Thou Shalt Not…


It was one of the Big Ones: Thou Shalt Not Steal, but I didn’t care. I wanted it so I was gonna take it, and planning was key.

There was no reason to steal something if you got caught and had to give it back. But that wasn’t gonna happen to me. Nope, my plan was perfect. All I needed was a big distraction, and Twin Brother Mark was that distraction. The fact he didn’t know he was helping me steal something made my plan perfect.

Growing up back on Flamingo, there were two things my parents refused to buy us kids. The first was a BB rifle. They said we would put our eyes out with it. Even after we explained it was impossible for anyone to reach the trigger and shoot their own eye out, they still didn’t buy us the rifle. 

The second thing my parents never bought us was a Super Ball. For those of you who don’t know what a Super Ball is, it’s — well — a super ball. About half the size of a golf ball and made of hard compacted rubber, when thrown down on concrete or asphalt, the ball bounces so high it’s almost out of sight!

Our parents’ objection to buying us a Super Ball? It could put our eye out. We argued that the eye thing was what they said about a BB Gun, but it didn’t matter. For all the time we lived on Flamingo, they never bought us a Super Ball. Being eight years old at the time, it was all the reasoning I needed for stealing one from our local grocery store.

Every Saturday morning, Mom took all us kids to the A & P to buy groceries for the coming week. Usually stacked at the end of the aisles was a display of something currently on sale. The week I stole a Super Ball, it was cans of chicken noodle soup. 

Normally we’d just follow behind Mom, putting stuff into her grocery cart before she told us “No” and took the items out. When her attention was on deciding which cereal to buy and not on watching us, it was the perfect time to put my plan into motion. I knew if I pushed Mark, he’d bump into the grocery cart then run after me. I did and he did.

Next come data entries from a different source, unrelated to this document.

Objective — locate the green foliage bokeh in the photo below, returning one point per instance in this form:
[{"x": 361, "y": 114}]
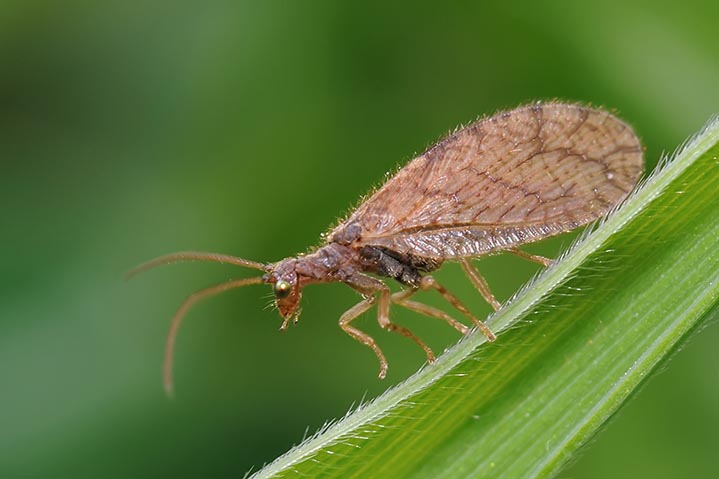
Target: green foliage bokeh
[{"x": 133, "y": 130}]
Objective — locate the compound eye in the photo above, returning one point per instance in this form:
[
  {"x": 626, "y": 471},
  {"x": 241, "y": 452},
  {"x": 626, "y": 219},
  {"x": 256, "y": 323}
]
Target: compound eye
[{"x": 282, "y": 289}]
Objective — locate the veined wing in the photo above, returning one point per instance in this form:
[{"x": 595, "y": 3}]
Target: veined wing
[{"x": 502, "y": 181}]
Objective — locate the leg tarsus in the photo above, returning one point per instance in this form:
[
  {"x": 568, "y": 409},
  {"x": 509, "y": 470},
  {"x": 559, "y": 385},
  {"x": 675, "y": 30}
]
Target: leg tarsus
[{"x": 361, "y": 336}]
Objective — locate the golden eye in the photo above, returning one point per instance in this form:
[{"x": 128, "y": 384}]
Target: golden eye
[{"x": 282, "y": 289}]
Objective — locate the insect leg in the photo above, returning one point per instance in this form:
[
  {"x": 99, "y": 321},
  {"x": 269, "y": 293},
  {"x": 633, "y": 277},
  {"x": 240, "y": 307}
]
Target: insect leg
[
  {"x": 532, "y": 257},
  {"x": 368, "y": 285},
  {"x": 360, "y": 336},
  {"x": 480, "y": 283},
  {"x": 401, "y": 298},
  {"x": 428, "y": 282}
]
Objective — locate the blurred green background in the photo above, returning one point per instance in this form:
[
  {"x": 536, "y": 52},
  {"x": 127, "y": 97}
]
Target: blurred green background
[{"x": 129, "y": 130}]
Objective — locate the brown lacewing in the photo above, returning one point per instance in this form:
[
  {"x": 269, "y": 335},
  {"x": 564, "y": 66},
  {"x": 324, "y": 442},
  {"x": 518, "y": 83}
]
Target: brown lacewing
[{"x": 503, "y": 181}]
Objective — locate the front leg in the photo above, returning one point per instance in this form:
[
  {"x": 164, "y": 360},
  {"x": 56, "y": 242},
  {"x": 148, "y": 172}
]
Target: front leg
[{"x": 368, "y": 287}]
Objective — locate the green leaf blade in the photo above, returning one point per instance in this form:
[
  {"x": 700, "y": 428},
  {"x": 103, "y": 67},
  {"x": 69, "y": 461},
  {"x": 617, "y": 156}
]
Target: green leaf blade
[{"x": 573, "y": 347}]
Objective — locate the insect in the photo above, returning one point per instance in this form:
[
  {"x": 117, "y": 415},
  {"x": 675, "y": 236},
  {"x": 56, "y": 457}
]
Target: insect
[{"x": 498, "y": 183}]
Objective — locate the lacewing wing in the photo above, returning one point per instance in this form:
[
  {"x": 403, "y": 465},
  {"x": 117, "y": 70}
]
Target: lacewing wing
[{"x": 494, "y": 185}]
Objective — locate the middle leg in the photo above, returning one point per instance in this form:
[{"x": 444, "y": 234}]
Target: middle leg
[{"x": 368, "y": 287}]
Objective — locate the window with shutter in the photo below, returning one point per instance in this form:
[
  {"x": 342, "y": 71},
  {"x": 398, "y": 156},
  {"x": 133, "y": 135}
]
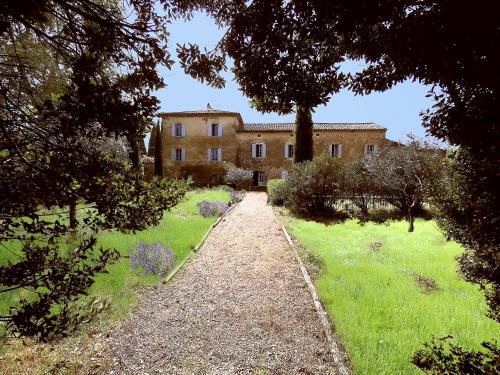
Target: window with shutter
[
  {"x": 369, "y": 149},
  {"x": 178, "y": 130},
  {"x": 215, "y": 130},
  {"x": 335, "y": 151}
]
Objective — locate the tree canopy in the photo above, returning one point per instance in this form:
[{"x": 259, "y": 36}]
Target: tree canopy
[{"x": 75, "y": 77}]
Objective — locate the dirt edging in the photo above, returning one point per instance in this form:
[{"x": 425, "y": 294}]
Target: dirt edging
[
  {"x": 340, "y": 357},
  {"x": 197, "y": 247}
]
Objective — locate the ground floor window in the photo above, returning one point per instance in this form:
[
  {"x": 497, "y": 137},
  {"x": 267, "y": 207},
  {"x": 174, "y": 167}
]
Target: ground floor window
[{"x": 259, "y": 178}]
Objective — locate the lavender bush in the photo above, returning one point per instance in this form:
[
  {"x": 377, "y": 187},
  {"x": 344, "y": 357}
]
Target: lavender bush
[
  {"x": 208, "y": 209},
  {"x": 155, "y": 259},
  {"x": 237, "y": 196}
]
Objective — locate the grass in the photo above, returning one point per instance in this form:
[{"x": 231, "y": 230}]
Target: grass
[
  {"x": 181, "y": 229},
  {"x": 389, "y": 291}
]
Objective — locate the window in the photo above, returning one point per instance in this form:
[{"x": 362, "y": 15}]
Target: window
[
  {"x": 336, "y": 151},
  {"x": 261, "y": 178},
  {"x": 215, "y": 154},
  {"x": 370, "y": 149},
  {"x": 215, "y": 130},
  {"x": 178, "y": 154},
  {"x": 258, "y": 150},
  {"x": 178, "y": 130}
]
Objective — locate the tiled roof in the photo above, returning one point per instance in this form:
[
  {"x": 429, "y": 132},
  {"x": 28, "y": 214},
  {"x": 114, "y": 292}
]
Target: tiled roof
[{"x": 327, "y": 126}]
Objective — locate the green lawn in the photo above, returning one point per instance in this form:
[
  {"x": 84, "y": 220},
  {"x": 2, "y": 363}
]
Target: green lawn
[
  {"x": 181, "y": 229},
  {"x": 380, "y": 311}
]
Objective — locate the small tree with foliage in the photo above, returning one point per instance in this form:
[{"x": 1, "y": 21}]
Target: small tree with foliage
[
  {"x": 239, "y": 177},
  {"x": 313, "y": 187}
]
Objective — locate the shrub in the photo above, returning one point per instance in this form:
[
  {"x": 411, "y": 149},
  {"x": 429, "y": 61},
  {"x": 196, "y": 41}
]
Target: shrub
[
  {"x": 208, "y": 209},
  {"x": 155, "y": 259},
  {"x": 313, "y": 187},
  {"x": 239, "y": 177},
  {"x": 444, "y": 357},
  {"x": 276, "y": 192},
  {"x": 237, "y": 196}
]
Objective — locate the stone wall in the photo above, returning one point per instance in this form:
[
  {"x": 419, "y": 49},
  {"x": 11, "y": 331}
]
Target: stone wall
[{"x": 236, "y": 146}]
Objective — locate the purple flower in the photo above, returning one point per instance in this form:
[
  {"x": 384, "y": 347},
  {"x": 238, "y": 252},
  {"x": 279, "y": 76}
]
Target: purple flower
[
  {"x": 155, "y": 259},
  {"x": 208, "y": 209}
]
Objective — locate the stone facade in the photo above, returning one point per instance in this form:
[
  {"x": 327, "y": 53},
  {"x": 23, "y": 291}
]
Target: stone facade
[{"x": 203, "y": 145}]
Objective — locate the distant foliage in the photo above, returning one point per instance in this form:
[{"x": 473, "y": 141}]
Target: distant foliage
[
  {"x": 239, "y": 177},
  {"x": 154, "y": 259},
  {"x": 209, "y": 209},
  {"x": 276, "y": 192},
  {"x": 237, "y": 196},
  {"x": 313, "y": 187},
  {"x": 444, "y": 357}
]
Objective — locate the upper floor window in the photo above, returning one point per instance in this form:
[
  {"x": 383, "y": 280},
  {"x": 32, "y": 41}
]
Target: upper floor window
[
  {"x": 215, "y": 130},
  {"x": 336, "y": 151},
  {"x": 370, "y": 149},
  {"x": 178, "y": 154},
  {"x": 258, "y": 150},
  {"x": 178, "y": 130},
  {"x": 289, "y": 151},
  {"x": 215, "y": 154}
]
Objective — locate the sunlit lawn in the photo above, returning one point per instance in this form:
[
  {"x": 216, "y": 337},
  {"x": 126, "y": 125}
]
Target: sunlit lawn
[
  {"x": 381, "y": 313},
  {"x": 181, "y": 230}
]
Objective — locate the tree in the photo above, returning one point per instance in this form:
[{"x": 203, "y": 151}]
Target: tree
[
  {"x": 239, "y": 177},
  {"x": 278, "y": 61},
  {"x": 49, "y": 132},
  {"x": 158, "y": 151},
  {"x": 398, "y": 172}
]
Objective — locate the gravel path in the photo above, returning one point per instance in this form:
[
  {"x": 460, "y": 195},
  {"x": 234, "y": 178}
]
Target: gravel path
[{"x": 240, "y": 306}]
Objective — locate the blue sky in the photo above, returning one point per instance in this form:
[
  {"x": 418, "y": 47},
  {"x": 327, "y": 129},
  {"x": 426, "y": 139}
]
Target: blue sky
[{"x": 397, "y": 109}]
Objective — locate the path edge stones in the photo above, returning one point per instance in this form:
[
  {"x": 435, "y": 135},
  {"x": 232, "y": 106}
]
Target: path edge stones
[
  {"x": 339, "y": 355},
  {"x": 197, "y": 247}
]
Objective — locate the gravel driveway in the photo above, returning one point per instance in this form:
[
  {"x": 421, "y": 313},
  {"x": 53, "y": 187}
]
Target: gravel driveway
[{"x": 240, "y": 306}]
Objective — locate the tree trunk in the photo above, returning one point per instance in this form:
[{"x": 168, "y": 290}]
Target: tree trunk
[
  {"x": 73, "y": 223},
  {"x": 158, "y": 153},
  {"x": 303, "y": 135},
  {"x": 134, "y": 150},
  {"x": 410, "y": 219}
]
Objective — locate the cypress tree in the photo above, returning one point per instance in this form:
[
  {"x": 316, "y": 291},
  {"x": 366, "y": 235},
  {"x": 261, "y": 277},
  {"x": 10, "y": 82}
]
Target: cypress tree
[
  {"x": 157, "y": 151},
  {"x": 303, "y": 135},
  {"x": 151, "y": 143}
]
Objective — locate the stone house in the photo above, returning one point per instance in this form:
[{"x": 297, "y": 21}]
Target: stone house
[{"x": 203, "y": 145}]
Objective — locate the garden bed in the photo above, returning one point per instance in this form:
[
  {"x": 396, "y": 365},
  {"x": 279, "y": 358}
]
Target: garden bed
[{"x": 389, "y": 291}]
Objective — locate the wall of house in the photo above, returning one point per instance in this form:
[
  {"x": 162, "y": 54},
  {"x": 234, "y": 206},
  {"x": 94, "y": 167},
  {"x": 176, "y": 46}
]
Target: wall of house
[
  {"x": 237, "y": 147},
  {"x": 196, "y": 143},
  {"x": 274, "y": 164}
]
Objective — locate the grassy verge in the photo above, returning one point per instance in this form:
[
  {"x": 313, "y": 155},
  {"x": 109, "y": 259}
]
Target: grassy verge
[
  {"x": 377, "y": 283},
  {"x": 181, "y": 229}
]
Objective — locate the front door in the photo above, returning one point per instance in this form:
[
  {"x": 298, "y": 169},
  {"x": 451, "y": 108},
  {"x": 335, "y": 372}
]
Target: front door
[{"x": 255, "y": 178}]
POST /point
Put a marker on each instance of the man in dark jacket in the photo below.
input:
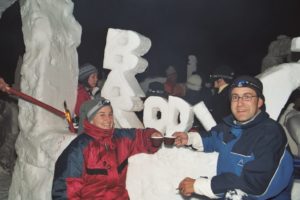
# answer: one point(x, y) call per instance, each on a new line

Running to the end of the aisle, I took a sharp right knowing to go around the cans. He plowed into them, sending them and him to the floor in a loud crash. During the confusion, I quickly pocketed a Super Ball without anyone noticing. Once home, my brothers followed me to the end of our driveway where I started to play with my newly acquired, ill-gotten toy.

Word quickly spread, and in less than an hour, Bubba Hanks, Goofy Steve, Neighbor Thomas, and Ski also joined the fun. We took turns slamming the ball to the ground to see which of us could make it bounce the highest. 

Dad came home early from work and saw us playing in the street, rolled down the window and asked, “Whose Super Ball is that?” No one answered as he pulled into the driveway. Bubba took his last turn, slamming the ball so hard on the street, it bounced out of sight! Eventually it was Older Brother Richard who found it when it hit him … directly below his eye. 

Once we got a screaming Richard back inside, Mom put a washcloth full of ice on his eye to make the swelling go down. Dad asked again whose Super Ball it was and surprisingly, none of my brothers ratted me out. My secret was safe, or so I thought. In church the next morning, Richard’s eye was still black and blue. Don’t really know if that had anything to do with Preacher Jim’s sermon that Sunday or not: Thou shalt not steal, Thou shalt not bear false witness against thy neighbor, and Honor thy mother and father. But that was the day I realized I’d broken not one, but a trifecta of commandments.

I never told my parents that I was the one who had stolen the Super Ball, and they never found out. Or so I thought. A few years before my dad passed away, we were in a grocery store at the beach. At the end of one of the aisles was a display of cans … chicken noodle soup. I remembered what I had done back on Flamingo and finally confessed to the childhood crime. Dad smiled and said he’d known it was me but decided not to say anything. When I asked why, he replied, “Feeling guilty is its own punishment.”         

Dad was right. I’d felt so bad about stealing and then lying about it that I never did such a thing again.

After telling this story to our granddaughters, they got really quiet, exchanged worried looks, and said, “Papa, we have something to tell you.”

I smiled and replied, “Girls, I already know.” Then I assured them that “Thou shalt not break a Barbie then throw it into the trash without saying anything” wasn’t one of the Ten Commandments.